Gerald Vanenburg Geram, Ferry Paulus Blak-blakan Soal Regulasi U-23
- Instagram @nusantara.ballers
VIVAJabar – Pelatih Timnas U-23 Indonesia, Gerald Vanenburg, mengungkapkan kekecewaannya karena banyak pemain mudanya jarang mendapat kesempatan bermain di level klub.
Menurutnya, hal tersebut sangat berpengaruh pada persiapan tim jelang dan saat menjalani Kualifikasi Piala Asia U-23 2026.
Vanenburg menyebut keresahan itu sudah ia sampaikan sejak sebelum turnamen dimulai.
Pemain inti seperti Dony Tri Pamungkas, Kadek Arel, hingga Jens Raven, disebutnya kurang mendapat menit bermain reguler di klub masing-masing.
Kondisi tersebut membuat fisik mereka belum siap, hingga akhirnya berakibat pada kegagalan Indonesia lolos setelah hanya menempati posisi runner-up Grup J dengan empat poin.
Direktur I.League, Ferry Paulus
- Instagram @bolacomid
Hasil imbang 0-0 melawan Laos pun menjadi sorotan terbesarnya.
Keluhan Vanenburg turut didengar pelatih Persija Jakarta, Mauricio Souza.
Pelatih asal Brasil itu memang tidak pernah menurunkan Dony sebagai starter di ajang Super League musim ini.
Dia kemudian mengusulkan agar PSSI menggelar kompetisi khusus pemain berusia U-23.
Menurut Souza, di negara-negara lain yang pernah ia tangani, ia belum pernah menjumpai aturan yang mewajibkan klub memainkan pemain U-23.
Isu tersebut kemudian ditanggapi Direktur I.League, Ferry Paulus, saat peluncuran Championship 2025–2026 pada Jumat (12/9/2025).
Ferry menegaskan bahwa regulasi pemain muda merupakan ranah PSSI, sedangkan pihaknya hanya bertugas menjalankan aturan yang ada.
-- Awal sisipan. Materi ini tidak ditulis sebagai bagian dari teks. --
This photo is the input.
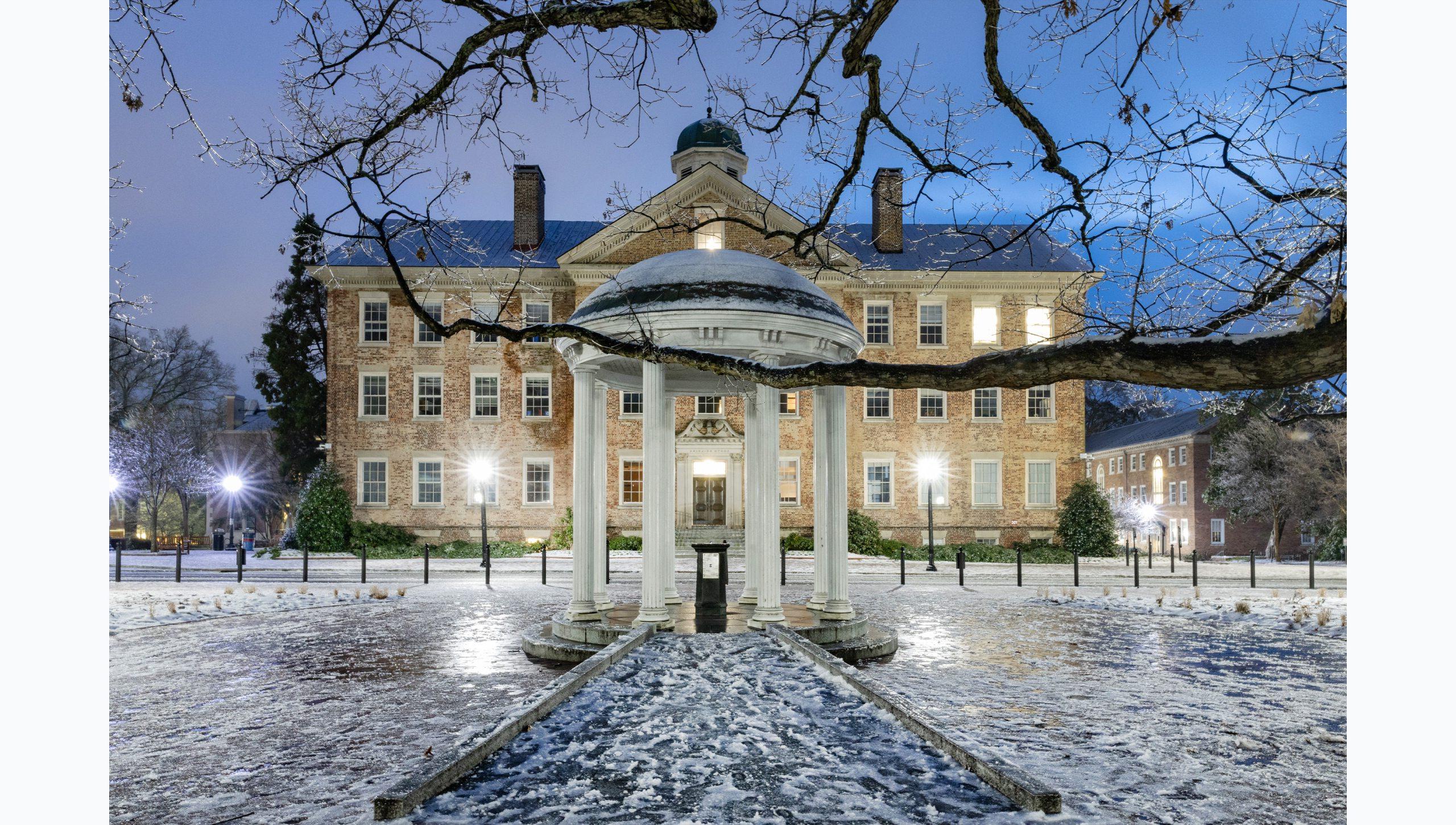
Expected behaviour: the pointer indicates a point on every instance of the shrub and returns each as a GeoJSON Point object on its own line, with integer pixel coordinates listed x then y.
{"type": "Point", "coordinates": [864, 533]}
{"type": "Point", "coordinates": [324, 511]}
{"type": "Point", "coordinates": [1085, 523]}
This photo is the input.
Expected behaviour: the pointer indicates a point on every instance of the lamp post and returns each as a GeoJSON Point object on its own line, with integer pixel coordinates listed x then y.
{"type": "Point", "coordinates": [482, 472]}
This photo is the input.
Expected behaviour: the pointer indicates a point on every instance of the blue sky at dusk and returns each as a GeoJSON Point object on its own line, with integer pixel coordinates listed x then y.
{"type": "Point", "coordinates": [204, 245]}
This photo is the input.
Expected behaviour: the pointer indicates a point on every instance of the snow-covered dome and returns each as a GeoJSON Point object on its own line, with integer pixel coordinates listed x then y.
{"type": "Point", "coordinates": [714, 300]}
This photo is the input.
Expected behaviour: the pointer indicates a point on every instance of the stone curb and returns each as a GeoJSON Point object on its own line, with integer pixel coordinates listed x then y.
{"type": "Point", "coordinates": [415, 789]}
{"type": "Point", "coordinates": [1011, 782]}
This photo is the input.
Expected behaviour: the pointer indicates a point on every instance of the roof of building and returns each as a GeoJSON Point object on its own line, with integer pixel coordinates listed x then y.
{"type": "Point", "coordinates": [1187, 422]}
{"type": "Point", "coordinates": [711, 280]}
{"type": "Point", "coordinates": [926, 246]}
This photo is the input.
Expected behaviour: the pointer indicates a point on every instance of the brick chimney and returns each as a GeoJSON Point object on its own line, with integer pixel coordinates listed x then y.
{"type": "Point", "coordinates": [888, 216]}
{"type": "Point", "coordinates": [531, 207]}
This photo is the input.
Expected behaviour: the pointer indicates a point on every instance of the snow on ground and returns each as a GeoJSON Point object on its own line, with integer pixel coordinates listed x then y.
{"type": "Point", "coordinates": [147, 606]}
{"type": "Point", "coordinates": [718, 729]}
{"type": "Point", "coordinates": [1304, 612]}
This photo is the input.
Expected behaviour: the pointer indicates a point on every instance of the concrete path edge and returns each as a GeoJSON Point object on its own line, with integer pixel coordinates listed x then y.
{"type": "Point", "coordinates": [412, 790]}
{"type": "Point", "coordinates": [1011, 782]}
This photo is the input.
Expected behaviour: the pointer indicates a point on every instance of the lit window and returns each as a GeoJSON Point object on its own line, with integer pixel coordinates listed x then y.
{"type": "Point", "coordinates": [878, 324]}
{"type": "Point", "coordinates": [375, 396]}
{"type": "Point", "coordinates": [788, 404]}
{"type": "Point", "coordinates": [537, 480]}
{"type": "Point", "coordinates": [788, 482]}
{"type": "Point", "coordinates": [1040, 488]}
{"type": "Point", "coordinates": [423, 334]}
{"type": "Point", "coordinates": [428, 482]}
{"type": "Point", "coordinates": [877, 404]}
{"type": "Point", "coordinates": [537, 396]}
{"type": "Point", "coordinates": [1039, 325]}
{"type": "Point", "coordinates": [986, 404]}
{"type": "Point", "coordinates": [932, 325]}
{"type": "Point", "coordinates": [375, 321]}
{"type": "Point", "coordinates": [1041, 404]}
{"type": "Point", "coordinates": [986, 483]}
{"type": "Point", "coordinates": [708, 235]}
{"type": "Point", "coordinates": [985, 325]}
{"type": "Point", "coordinates": [485, 396]}
{"type": "Point", "coordinates": [373, 482]}
{"type": "Point", "coordinates": [631, 480]}
{"type": "Point", "coordinates": [932, 405]}
{"type": "Point", "coordinates": [430, 396]}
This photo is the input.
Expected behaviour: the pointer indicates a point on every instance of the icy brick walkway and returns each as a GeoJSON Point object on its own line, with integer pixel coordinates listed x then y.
{"type": "Point", "coordinates": [718, 729]}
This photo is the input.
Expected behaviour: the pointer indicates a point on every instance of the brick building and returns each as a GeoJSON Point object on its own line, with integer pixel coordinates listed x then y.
{"type": "Point", "coordinates": [1165, 463]}
{"type": "Point", "coordinates": [408, 411]}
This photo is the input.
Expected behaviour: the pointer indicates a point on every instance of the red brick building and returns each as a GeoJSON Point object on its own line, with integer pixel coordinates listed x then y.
{"type": "Point", "coordinates": [408, 411]}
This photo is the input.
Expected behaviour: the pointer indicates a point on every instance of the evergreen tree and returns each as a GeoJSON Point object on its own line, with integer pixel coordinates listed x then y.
{"type": "Point", "coordinates": [1085, 521]}
{"type": "Point", "coordinates": [293, 357]}
{"type": "Point", "coordinates": [324, 511]}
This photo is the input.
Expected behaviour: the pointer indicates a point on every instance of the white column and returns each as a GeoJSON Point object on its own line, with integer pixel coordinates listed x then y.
{"type": "Point", "coordinates": [835, 488]}
{"type": "Point", "coordinates": [822, 503]}
{"type": "Point", "coordinates": [659, 523]}
{"type": "Point", "coordinates": [599, 500]}
{"type": "Point", "coordinates": [763, 494]}
{"type": "Point", "coordinates": [583, 571]}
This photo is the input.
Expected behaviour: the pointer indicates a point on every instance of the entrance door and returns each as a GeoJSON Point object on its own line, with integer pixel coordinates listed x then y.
{"type": "Point", "coordinates": [710, 500]}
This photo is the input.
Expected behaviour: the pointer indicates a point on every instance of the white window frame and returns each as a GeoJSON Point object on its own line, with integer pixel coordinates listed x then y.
{"type": "Point", "coordinates": [526, 396]}
{"type": "Point", "coordinates": [551, 487]}
{"type": "Point", "coordinates": [874, 460]}
{"type": "Point", "coordinates": [440, 376]}
{"type": "Point", "coordinates": [373, 299]}
{"type": "Point", "coordinates": [359, 479]}
{"type": "Point", "coordinates": [890, 324]}
{"type": "Point", "coordinates": [420, 326]}
{"type": "Point", "coordinates": [890, 404]}
{"type": "Point", "coordinates": [378, 373]}
{"type": "Point", "coordinates": [919, 405]}
{"type": "Point", "coordinates": [414, 480]}
{"type": "Point", "coordinates": [919, 324]}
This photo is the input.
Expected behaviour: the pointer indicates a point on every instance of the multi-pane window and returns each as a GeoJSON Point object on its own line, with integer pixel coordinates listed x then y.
{"type": "Point", "coordinates": [430, 396]}
{"type": "Point", "coordinates": [877, 483]}
{"type": "Point", "coordinates": [428, 482]}
{"type": "Point", "coordinates": [424, 334]}
{"type": "Point", "coordinates": [985, 325]}
{"type": "Point", "coordinates": [932, 325]}
{"type": "Point", "coordinates": [877, 404]}
{"type": "Point", "coordinates": [1040, 404]}
{"type": "Point", "coordinates": [986, 404]}
{"type": "Point", "coordinates": [373, 482]}
{"type": "Point", "coordinates": [631, 480]}
{"type": "Point", "coordinates": [537, 396]}
{"type": "Point", "coordinates": [537, 480]}
{"type": "Point", "coordinates": [536, 312]}
{"type": "Point", "coordinates": [788, 482]}
{"type": "Point", "coordinates": [986, 483]}
{"type": "Point", "coordinates": [373, 396]}
{"type": "Point", "coordinates": [375, 321]}
{"type": "Point", "coordinates": [877, 324]}
{"type": "Point", "coordinates": [932, 404]}
{"type": "Point", "coordinates": [1040, 490]}
{"type": "Point", "coordinates": [1039, 325]}
{"type": "Point", "coordinates": [485, 396]}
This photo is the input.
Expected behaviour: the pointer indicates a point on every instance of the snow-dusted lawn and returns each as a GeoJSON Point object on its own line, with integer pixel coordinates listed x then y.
{"type": "Point", "coordinates": [1305, 612]}
{"type": "Point", "coordinates": [149, 604]}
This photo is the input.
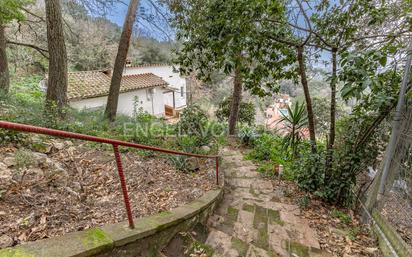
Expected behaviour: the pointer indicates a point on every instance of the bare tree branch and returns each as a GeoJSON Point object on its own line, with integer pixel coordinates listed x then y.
{"type": "Point", "coordinates": [37, 48]}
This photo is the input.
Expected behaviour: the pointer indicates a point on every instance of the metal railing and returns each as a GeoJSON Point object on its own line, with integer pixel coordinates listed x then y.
{"type": "Point", "coordinates": [115, 144]}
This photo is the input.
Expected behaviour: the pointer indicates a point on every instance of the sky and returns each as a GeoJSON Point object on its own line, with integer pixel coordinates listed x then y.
{"type": "Point", "coordinates": [158, 29]}
{"type": "Point", "coordinates": [118, 14]}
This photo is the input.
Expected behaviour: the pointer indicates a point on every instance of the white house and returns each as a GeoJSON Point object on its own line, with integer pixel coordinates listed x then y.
{"type": "Point", "coordinates": [156, 89]}
{"type": "Point", "coordinates": [167, 73]}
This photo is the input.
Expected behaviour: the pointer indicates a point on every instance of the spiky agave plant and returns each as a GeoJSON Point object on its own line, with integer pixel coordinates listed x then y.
{"type": "Point", "coordinates": [295, 122]}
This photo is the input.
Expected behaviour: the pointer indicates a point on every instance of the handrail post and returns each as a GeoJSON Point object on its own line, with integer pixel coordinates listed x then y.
{"type": "Point", "coordinates": [123, 185]}
{"type": "Point", "coordinates": [217, 170]}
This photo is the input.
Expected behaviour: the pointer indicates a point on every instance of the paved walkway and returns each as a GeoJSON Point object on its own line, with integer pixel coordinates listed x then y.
{"type": "Point", "coordinates": [252, 221]}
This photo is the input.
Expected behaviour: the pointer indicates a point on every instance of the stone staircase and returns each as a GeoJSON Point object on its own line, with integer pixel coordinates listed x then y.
{"type": "Point", "coordinates": [252, 221]}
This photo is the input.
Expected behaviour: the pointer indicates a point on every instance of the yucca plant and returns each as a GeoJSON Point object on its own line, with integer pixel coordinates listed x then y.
{"type": "Point", "coordinates": [294, 122]}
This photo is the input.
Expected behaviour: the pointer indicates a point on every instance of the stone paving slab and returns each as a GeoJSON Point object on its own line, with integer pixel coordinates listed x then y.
{"type": "Point", "coordinates": [252, 221]}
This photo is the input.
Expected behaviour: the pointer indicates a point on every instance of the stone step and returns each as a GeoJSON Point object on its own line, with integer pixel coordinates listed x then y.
{"type": "Point", "coordinates": [226, 245]}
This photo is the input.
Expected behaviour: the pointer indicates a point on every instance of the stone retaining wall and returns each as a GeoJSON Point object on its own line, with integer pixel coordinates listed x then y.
{"type": "Point", "coordinates": [149, 237]}
{"type": "Point", "coordinates": [401, 248]}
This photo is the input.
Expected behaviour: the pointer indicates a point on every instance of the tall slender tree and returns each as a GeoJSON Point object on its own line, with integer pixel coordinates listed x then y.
{"type": "Point", "coordinates": [9, 10]}
{"type": "Point", "coordinates": [57, 82]}
{"type": "Point", "coordinates": [113, 99]}
{"type": "Point", "coordinates": [4, 67]}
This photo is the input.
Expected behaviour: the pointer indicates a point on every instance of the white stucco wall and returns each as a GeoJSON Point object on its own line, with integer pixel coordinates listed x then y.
{"type": "Point", "coordinates": [126, 102]}
{"type": "Point", "coordinates": [167, 74]}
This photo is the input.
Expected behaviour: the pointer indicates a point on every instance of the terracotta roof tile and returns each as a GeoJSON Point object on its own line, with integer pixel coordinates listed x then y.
{"type": "Point", "coordinates": [89, 84]}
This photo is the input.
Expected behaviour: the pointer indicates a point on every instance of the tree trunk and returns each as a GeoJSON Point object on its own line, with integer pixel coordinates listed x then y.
{"type": "Point", "coordinates": [309, 108]}
{"type": "Point", "coordinates": [236, 100]}
{"type": "Point", "coordinates": [113, 99]}
{"type": "Point", "coordinates": [4, 67]}
{"type": "Point", "coordinates": [332, 130]}
{"type": "Point", "coordinates": [56, 96]}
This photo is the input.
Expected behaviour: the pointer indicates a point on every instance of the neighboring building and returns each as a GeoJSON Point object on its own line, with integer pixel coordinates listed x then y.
{"type": "Point", "coordinates": [275, 112]}
{"type": "Point", "coordinates": [156, 89]}
{"type": "Point", "coordinates": [167, 73]}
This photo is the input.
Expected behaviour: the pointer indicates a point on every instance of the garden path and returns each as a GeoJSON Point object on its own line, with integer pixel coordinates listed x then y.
{"type": "Point", "coordinates": [252, 220]}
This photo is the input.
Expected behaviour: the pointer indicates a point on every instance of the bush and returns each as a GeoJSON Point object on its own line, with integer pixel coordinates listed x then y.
{"type": "Point", "coordinates": [267, 147]}
{"type": "Point", "coordinates": [247, 111]}
{"type": "Point", "coordinates": [194, 123]}
{"type": "Point", "coordinates": [247, 135]}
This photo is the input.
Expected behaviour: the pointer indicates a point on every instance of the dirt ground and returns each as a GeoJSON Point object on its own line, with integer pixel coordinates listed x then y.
{"type": "Point", "coordinates": [70, 187]}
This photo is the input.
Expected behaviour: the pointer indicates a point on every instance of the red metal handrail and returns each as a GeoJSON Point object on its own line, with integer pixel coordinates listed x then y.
{"type": "Point", "coordinates": [115, 144]}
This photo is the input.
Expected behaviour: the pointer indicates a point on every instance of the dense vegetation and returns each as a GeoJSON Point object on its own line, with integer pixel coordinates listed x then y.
{"type": "Point", "coordinates": [350, 51]}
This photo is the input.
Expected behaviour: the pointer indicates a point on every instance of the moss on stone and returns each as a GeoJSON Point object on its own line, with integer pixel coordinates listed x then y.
{"type": "Point", "coordinates": [260, 222]}
{"type": "Point", "coordinates": [197, 246]}
{"type": "Point", "coordinates": [232, 214]}
{"type": "Point", "coordinates": [298, 249]}
{"type": "Point", "coordinates": [96, 237]}
{"type": "Point", "coordinates": [253, 192]}
{"type": "Point", "coordinates": [274, 217]}
{"type": "Point", "coordinates": [248, 207]}
{"type": "Point", "coordinates": [15, 252]}
{"type": "Point", "coordinates": [240, 246]}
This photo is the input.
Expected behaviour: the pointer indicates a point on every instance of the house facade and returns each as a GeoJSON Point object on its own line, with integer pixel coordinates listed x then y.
{"type": "Point", "coordinates": [157, 93]}
{"type": "Point", "coordinates": [177, 98]}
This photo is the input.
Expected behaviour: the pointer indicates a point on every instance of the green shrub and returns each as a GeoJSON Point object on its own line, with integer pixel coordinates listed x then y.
{"type": "Point", "coordinates": [247, 135]}
{"type": "Point", "coordinates": [267, 147]}
{"type": "Point", "coordinates": [304, 202]}
{"type": "Point", "coordinates": [9, 136]}
{"type": "Point", "coordinates": [247, 111]}
{"type": "Point", "coordinates": [194, 122]}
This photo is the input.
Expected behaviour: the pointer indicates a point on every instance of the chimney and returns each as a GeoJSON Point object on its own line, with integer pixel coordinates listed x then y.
{"type": "Point", "coordinates": [108, 72]}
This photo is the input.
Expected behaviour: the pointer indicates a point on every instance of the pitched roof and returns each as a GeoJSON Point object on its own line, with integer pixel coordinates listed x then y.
{"type": "Point", "coordinates": [89, 84]}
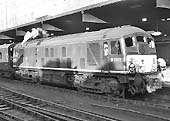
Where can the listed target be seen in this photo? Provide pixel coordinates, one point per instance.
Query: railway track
(129, 108)
(55, 111)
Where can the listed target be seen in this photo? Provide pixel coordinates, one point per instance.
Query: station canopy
(150, 15)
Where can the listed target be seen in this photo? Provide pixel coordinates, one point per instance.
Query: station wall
(18, 12)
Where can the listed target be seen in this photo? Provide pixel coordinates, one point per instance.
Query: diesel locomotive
(111, 61)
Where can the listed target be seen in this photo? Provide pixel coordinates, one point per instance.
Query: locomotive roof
(116, 32)
(5, 45)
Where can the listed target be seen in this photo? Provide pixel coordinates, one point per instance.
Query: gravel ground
(57, 96)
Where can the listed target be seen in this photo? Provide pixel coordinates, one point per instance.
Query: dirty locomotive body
(111, 61)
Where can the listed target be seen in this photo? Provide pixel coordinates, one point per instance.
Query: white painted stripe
(69, 69)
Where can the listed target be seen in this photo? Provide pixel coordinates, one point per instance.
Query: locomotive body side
(6, 65)
(92, 61)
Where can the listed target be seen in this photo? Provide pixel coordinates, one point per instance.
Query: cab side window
(0, 55)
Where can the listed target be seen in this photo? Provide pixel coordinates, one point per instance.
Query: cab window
(115, 47)
(151, 43)
(140, 38)
(106, 48)
(129, 42)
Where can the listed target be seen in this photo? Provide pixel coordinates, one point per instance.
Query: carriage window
(115, 47)
(140, 39)
(0, 55)
(52, 52)
(46, 52)
(129, 42)
(64, 51)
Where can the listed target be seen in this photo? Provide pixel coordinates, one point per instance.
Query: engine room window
(140, 38)
(52, 52)
(129, 42)
(46, 52)
(115, 47)
(0, 55)
(64, 51)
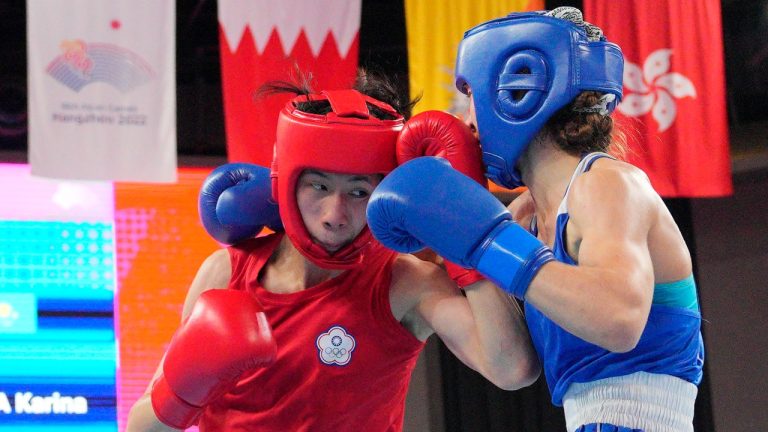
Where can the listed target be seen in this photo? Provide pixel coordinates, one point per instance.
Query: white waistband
(651, 402)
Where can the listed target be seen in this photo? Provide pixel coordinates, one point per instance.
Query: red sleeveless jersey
(343, 361)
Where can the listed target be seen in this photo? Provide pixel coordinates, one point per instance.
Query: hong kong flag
(264, 40)
(674, 112)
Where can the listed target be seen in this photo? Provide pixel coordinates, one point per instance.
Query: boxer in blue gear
(590, 247)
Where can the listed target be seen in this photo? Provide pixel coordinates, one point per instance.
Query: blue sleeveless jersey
(671, 343)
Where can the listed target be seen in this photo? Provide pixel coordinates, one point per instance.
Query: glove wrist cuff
(511, 257)
(170, 409)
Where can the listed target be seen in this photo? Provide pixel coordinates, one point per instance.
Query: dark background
(726, 236)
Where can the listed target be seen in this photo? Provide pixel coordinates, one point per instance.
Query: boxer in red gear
(348, 316)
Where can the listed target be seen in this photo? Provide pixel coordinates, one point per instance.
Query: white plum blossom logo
(335, 346)
(655, 88)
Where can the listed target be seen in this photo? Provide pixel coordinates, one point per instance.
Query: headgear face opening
(347, 140)
(522, 69)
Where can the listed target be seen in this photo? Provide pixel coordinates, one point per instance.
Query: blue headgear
(551, 59)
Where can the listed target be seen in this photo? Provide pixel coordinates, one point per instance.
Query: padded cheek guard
(347, 140)
(523, 68)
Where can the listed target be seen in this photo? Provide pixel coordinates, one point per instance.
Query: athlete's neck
(546, 170)
(289, 271)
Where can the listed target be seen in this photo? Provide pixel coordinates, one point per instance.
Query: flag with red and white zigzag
(264, 40)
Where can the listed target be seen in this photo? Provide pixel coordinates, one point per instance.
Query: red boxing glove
(226, 334)
(438, 133)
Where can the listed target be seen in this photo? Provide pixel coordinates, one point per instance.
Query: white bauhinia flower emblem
(655, 89)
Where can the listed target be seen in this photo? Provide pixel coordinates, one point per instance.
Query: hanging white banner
(102, 98)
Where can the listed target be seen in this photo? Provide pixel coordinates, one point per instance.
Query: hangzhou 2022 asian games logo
(82, 63)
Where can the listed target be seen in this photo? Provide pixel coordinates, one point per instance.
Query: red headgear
(347, 140)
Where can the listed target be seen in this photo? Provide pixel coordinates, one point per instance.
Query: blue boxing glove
(425, 202)
(235, 202)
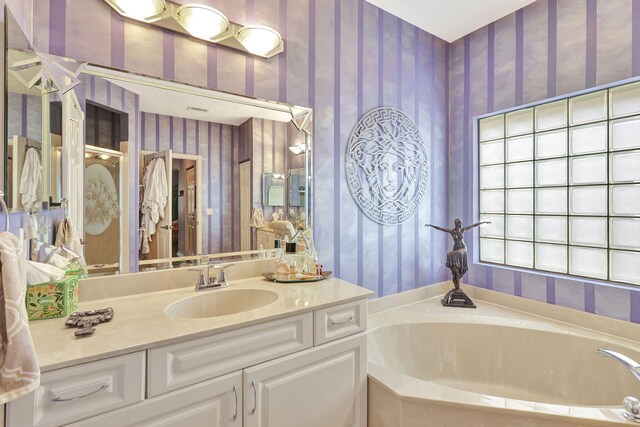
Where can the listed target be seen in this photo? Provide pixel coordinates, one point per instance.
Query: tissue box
(52, 299)
(76, 270)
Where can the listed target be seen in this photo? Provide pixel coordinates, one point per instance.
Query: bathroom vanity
(298, 359)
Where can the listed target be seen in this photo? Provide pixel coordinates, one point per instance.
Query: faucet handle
(201, 280)
(631, 407)
(222, 276)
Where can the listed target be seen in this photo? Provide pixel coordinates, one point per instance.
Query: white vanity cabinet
(298, 370)
(321, 387)
(214, 403)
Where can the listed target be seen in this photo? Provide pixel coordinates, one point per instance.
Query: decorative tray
(297, 278)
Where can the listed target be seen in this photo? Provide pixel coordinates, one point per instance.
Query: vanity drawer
(71, 394)
(179, 365)
(211, 403)
(340, 321)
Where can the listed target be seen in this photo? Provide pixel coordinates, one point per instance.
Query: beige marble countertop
(139, 321)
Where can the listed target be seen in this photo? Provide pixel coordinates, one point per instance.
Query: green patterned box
(52, 299)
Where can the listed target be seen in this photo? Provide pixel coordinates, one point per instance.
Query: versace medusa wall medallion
(386, 166)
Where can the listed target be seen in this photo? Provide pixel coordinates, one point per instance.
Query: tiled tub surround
(509, 362)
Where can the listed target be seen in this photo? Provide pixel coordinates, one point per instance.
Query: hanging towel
(19, 371)
(156, 192)
(30, 179)
(257, 218)
(32, 231)
(67, 236)
(275, 195)
(282, 229)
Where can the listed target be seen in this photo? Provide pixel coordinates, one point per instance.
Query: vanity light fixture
(204, 23)
(141, 10)
(297, 149)
(258, 39)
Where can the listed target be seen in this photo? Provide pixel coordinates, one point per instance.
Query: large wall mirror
(155, 173)
(175, 174)
(29, 102)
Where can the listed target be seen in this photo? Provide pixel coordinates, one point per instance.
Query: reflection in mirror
(189, 175)
(26, 122)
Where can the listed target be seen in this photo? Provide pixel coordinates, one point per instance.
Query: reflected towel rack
(26, 147)
(65, 206)
(6, 211)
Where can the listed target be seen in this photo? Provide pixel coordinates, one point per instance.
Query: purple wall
(549, 48)
(343, 58)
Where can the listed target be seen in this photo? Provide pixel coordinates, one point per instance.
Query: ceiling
(450, 19)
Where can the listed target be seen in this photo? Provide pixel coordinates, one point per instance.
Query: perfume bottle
(291, 257)
(282, 267)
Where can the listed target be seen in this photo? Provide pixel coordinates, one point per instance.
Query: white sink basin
(215, 303)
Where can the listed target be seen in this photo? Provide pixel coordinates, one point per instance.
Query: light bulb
(258, 39)
(139, 9)
(201, 21)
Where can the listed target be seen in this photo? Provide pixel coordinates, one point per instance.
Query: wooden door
(320, 387)
(245, 206)
(190, 201)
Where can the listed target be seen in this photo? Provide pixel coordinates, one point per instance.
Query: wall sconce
(204, 23)
(297, 149)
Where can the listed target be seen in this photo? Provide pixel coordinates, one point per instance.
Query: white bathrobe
(30, 179)
(257, 218)
(19, 370)
(156, 192)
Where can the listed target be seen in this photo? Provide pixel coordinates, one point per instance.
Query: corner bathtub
(436, 366)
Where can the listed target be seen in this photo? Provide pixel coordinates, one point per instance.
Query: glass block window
(560, 183)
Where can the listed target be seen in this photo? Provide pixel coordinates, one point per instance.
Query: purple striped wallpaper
(345, 57)
(549, 48)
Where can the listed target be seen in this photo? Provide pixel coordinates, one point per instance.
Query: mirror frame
(300, 117)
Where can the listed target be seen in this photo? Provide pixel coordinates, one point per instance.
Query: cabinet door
(320, 387)
(214, 403)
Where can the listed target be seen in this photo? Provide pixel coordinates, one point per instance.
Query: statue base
(457, 298)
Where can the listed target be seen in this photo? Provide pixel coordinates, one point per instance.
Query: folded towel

“Regulasi itu memang miliknya PSSI,” ujar Ferry Paulus.
“Kami tinggal menjalankan,” terangnya.
Lebih jauh, Ferry menuturkan bahwa saat ini belum ada rencana untuk menambah kompetisi khusus bagi kategori U-23.
Elite Pro Academy sejauh ini hanya menyelenggarakan turnamen di level U-16, U-18, dan U-20.
Dia menjelaskan bahwa PSSI sudah membuat peta jalan pembinaan usia muda secara bertahap.
“Kita tunggu tahun-tahun ke depan apa yang bisa dikolaborasikan. Apakah juga I.League bisa menjalankan itu semua,” jawabnya.
“Kami juga sudah mendapatkan tugas dari PSSI, harus ada Elite Pro Academy karena itu fondasi dari semua klub-klub profesional.”
“Saya pikir untuk musim ini berjalan kompetisi-kompetisi U-19 dan ini sifatnya belum kompetisi penuh, masih home tournament di beberapa tempat dengan melihat kondisi geografis yang ada.”